I sit on the bed and pick up the grammar book, hoping it will get me back to sleep. A sentence gets past my eyes before I hear another noise. I look up. A tiny mouse is sat on my table. He turns and looks at me and dashes off. I’m so relieved. Mammals I can handle. Another one pegs it into the bathroom. Then I realise why him and his friends are running around – they can smell the pizza. I cover it as much as I can then go and get a beer. This time the pizza goes down better, but I resolve not to buy another one until I have an absolute craving.
A gecko runs up the wall as I eat. Amphibians I don’t mind either, particularly geckos as they eat insects and don’t walk on your bed and are therefore my friends, so I’m happy this one is with me in the room. I eventually get off to sleep and have the best night’s sleep I’ve had yet. No deranged Glaswegians muttering about secret islands wake me up, although there is a man in the next room with a bit of a cough. That wouldn’t have made much of a film, would it?
I have a brunch of chicken and vegetable fried rice. It’s amazing. I go back to the travel agent at On On and get a ticket to Phi Phi. While I wait for the minibus to the harbour a dark-haired guy with a Henry V haircut comes over and asks for a light. I rummage around in my rucksack but can’t find it. He gets one from someone else but comes back to talk to me. He’s just got here and I tell him there’s not much to do. He’s staring at me quite hard and, slightly uncomfortably, I realise he’s checking me out.

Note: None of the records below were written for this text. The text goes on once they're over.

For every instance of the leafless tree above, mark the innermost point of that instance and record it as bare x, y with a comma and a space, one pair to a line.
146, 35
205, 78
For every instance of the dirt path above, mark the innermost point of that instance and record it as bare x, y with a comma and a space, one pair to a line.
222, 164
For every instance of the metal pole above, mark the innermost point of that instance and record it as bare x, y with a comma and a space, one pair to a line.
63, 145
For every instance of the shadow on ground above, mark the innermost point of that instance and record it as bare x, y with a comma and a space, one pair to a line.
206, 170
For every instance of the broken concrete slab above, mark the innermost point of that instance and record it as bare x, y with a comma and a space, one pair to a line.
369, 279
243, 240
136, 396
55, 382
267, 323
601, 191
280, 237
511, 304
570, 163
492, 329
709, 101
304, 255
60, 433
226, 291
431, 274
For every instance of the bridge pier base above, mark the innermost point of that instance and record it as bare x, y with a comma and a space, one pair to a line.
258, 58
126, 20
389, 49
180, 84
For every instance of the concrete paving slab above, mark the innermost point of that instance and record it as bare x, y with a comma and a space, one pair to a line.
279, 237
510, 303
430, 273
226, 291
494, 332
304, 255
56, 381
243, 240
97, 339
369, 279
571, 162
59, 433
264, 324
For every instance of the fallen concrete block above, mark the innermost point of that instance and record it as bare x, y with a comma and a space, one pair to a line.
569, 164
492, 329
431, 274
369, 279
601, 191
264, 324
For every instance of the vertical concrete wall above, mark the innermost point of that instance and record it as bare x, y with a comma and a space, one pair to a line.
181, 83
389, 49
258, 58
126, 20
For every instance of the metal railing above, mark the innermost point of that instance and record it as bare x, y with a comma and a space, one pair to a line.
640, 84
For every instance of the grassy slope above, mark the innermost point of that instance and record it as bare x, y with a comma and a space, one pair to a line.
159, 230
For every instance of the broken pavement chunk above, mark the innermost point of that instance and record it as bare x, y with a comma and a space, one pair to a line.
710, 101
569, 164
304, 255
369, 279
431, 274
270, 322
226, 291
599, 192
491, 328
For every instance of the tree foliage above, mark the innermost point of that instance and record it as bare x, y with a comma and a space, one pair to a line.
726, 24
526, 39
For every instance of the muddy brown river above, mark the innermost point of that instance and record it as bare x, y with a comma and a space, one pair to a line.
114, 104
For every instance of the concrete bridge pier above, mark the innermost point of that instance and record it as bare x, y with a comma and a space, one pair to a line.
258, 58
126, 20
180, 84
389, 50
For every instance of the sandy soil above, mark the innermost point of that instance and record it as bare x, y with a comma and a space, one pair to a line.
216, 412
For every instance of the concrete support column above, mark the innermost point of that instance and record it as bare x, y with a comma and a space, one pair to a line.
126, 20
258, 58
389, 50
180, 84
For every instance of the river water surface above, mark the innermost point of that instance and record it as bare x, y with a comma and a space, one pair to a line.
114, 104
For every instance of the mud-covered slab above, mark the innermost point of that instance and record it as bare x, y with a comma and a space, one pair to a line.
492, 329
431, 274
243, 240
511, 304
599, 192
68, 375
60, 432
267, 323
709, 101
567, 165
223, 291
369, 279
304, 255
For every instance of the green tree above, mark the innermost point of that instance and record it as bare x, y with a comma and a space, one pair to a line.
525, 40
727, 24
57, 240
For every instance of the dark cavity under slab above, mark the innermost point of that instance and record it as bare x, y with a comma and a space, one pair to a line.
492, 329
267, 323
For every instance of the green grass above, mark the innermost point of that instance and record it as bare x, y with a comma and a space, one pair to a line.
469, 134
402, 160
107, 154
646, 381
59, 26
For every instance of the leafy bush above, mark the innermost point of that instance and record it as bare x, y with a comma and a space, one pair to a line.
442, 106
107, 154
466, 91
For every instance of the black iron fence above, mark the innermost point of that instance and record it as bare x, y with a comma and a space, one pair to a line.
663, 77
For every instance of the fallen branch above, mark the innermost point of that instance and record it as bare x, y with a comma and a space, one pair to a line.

We talk a bit. He’s Israeli and has just been travelling in India; he thought he’d try Thailand a bit before he went home. He loved India and raves about it, but it still doesn’t appeal much to me, at least for now. He tells me he started to take for granted how well Indians speak English in comparison to Thais. In India, he says, there’s the older generation who speak English well from being under British rule, the younger generation who speak it well from tourism and Western media, and there’s a whole generation in-between who don’t speak it well at all.
Our conversation is interrupted by the minibus arriving and I bid him farewell. I’m finally heading for a beach!